Dad never planned to retire, no less to get sick, or even old. After his recovery he leapt right back into his life. The problem was, he had trouble eating. At first we family members figured he wasn’t trying hard enough. We advised him to eat fattening foods, eat more often, drink Ensure, see specialists and healers, take pills and remedies, and he did them all. Nevertheless, in the face of all the wizardry the medical and healing worlds could offer him, he became thinner and weaker.
In 2008 when my father hit his 5-year survival mark, a supposed measure of post-cancer recovery, he was no longer joyful. His disease had seriously affected his body and mind. He couldn’t drive and became house bound except for increasingly frequent visits to the emergency room. He stopped writing and playing the piano. His friends didn’t visit him as much. He became despondent and at times could not be consoled.

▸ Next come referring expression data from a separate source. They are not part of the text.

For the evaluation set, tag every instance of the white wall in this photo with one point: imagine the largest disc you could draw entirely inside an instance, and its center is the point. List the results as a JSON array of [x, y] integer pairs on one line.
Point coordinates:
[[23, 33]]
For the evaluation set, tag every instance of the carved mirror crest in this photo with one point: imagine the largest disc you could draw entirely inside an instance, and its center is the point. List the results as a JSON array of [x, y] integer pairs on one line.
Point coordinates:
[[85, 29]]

Then four months ago, one of Dad's many doctors prescribed something he had never tried. “He took out his prescription pad,” my father told me, “scribbled something on it, and handed it to me. It said,
‘Practice the piano 15 minutes a day, seven days a week.’”
And that’s exactly what my father has done.
I visited my father today. He is still stooped, but his eyes are lit up with his old good humor. He eagerly told me about his piano playing and to my amazement of his enjoyment of being retired. “It’s fun,” he said. “I can stand back, look at the world, and laugh at it.”
What amused me about the prescription that finally healed my father’s spirits is that it was for his own medicine. Most of his books give emphasis to the power of daily practice as the foundation for positive change. In “The Life We Are Given” he writes:
“Any significant long-term change requires long-term practice, whether that change has to do with learning to play the violin or learning to be a more open, loving person.”
As a reader and fan of his books, I took this idea when I was in the process of developing the Bar Method and used it to guide both students and teachers. I discovered that, just as my father prescribed, regular practice – whether it be simply attending class three times a week or, just as important, really practicing the exercises while doing them – changes us inside and out more than we initially believed possible.